6. Concluding remarks

In this paper, we propose to use the adaptive group Lasso for variable selection in nonparametric additive models in sparse, high-dimensional settings. A key requirement for the adaptive group Lasso to be selection consistent is that the initial estimator is estimation consistent and selects all the important components with high probability. In low-dimensional settings, finding an initial consistent estimator is relatively easy and can be achieved by many well-established approaches such as the additive spline estimators. However, in high-dimensional settings, finding an initial consistent estimator is difficult. Under the conditions stated in Theorem 1, the group Lasso is shown to be consistent and selects all the important components. Thus the group Lasso can be used as the initial estimator in the adaptive Lasso to achieve selection consistency. Following model selection, oracle-efficient, asymptotically normal estimators of the nonzero components can be obtained by using existing methods. Our simulation results indicate that our procedure works well for variable selection in the models considered. Therefore, the adaptive group Lasso is a useful approach for variable selection and estimation in sparse, high-dimensional nonparametric additive models.

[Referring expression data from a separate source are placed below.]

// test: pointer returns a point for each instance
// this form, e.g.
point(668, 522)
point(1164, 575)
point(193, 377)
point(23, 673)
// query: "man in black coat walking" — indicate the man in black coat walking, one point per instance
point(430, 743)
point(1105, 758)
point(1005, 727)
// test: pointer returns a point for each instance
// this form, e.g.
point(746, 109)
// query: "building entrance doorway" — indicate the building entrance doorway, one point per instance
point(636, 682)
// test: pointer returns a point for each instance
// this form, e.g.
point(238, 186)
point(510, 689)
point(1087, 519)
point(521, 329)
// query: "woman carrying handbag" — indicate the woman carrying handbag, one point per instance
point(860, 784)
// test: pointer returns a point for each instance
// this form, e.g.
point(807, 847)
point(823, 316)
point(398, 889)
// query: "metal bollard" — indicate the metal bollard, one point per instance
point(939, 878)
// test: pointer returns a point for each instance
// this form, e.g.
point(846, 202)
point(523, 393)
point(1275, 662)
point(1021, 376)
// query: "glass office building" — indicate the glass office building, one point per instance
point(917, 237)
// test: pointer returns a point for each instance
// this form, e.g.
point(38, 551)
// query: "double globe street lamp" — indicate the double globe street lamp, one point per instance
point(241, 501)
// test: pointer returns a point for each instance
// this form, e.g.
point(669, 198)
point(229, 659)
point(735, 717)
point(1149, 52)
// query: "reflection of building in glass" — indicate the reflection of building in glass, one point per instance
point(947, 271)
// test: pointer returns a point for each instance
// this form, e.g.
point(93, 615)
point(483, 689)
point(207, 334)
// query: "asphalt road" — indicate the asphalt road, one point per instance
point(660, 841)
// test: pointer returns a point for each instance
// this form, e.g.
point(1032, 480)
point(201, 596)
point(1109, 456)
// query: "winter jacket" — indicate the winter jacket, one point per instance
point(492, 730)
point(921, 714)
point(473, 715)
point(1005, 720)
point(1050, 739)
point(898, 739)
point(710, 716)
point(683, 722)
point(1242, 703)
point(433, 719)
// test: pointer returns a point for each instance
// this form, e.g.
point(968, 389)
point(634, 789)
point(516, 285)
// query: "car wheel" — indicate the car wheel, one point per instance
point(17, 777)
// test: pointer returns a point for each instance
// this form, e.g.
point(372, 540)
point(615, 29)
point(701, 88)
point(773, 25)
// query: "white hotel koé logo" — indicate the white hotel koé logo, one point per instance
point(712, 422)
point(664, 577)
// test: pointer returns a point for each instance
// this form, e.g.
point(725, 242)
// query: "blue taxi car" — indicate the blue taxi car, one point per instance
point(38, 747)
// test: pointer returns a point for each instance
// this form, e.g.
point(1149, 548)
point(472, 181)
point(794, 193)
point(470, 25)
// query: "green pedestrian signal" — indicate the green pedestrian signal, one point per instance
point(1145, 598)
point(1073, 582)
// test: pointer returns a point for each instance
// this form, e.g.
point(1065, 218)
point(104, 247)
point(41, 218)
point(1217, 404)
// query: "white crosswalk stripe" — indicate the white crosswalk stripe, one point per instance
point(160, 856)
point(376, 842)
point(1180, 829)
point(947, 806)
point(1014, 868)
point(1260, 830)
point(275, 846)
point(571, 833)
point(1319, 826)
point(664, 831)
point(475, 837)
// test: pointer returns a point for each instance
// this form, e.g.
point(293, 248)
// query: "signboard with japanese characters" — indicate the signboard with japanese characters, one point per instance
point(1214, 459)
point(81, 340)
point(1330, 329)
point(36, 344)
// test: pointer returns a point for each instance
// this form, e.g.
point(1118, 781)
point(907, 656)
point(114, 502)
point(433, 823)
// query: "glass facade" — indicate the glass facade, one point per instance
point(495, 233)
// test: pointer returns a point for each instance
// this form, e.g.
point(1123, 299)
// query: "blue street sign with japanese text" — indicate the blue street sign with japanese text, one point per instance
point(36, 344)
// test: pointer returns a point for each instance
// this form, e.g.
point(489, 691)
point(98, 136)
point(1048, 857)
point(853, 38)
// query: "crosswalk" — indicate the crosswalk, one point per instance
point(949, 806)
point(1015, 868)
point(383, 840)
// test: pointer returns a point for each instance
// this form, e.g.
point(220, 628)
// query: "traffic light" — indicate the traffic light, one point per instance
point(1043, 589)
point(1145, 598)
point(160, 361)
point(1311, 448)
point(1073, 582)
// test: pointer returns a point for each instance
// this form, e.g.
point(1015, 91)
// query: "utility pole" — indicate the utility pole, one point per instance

Our theoretical results are concerned with a fixed sequence of penalty parameters, which are not applicable to the case where the penalty parameters are selected based on data driven procedures such as the BIC. This is an important and challenging problem that deserves further investigation, but is beyond the scope of this paper. We have only considered linear nonparametric additive models. The adaptive group Lasso can be applied to generalized nonparametric additive models, such as the generalized logistic nonparametric additive model and other nonparametric models with high-dimensional data. However, more work is needed to understand the properties of this approach in those more complicated models.

Acknowledgments

The authors wish to thank the Editor, Associate Editor and two anonymous referees for their helpful comments.

APPENDIX: PROOFS

We first prove the following lemmas. Denote the centered versions of 𝒮_n by

𝒮_{nj}^{0} = {f_{nj} : f_{nj} (x) = \sum_{k = 1}^{m_{n}} b_{jk} ψ_{k} (x), (β_{j 1}, \dots, β_{{jm}_{n}}) \in ℝ^{m_{n}}}, 1 \leq j \leq p,

where ψ_k’s are the centered spline bases defined in (5).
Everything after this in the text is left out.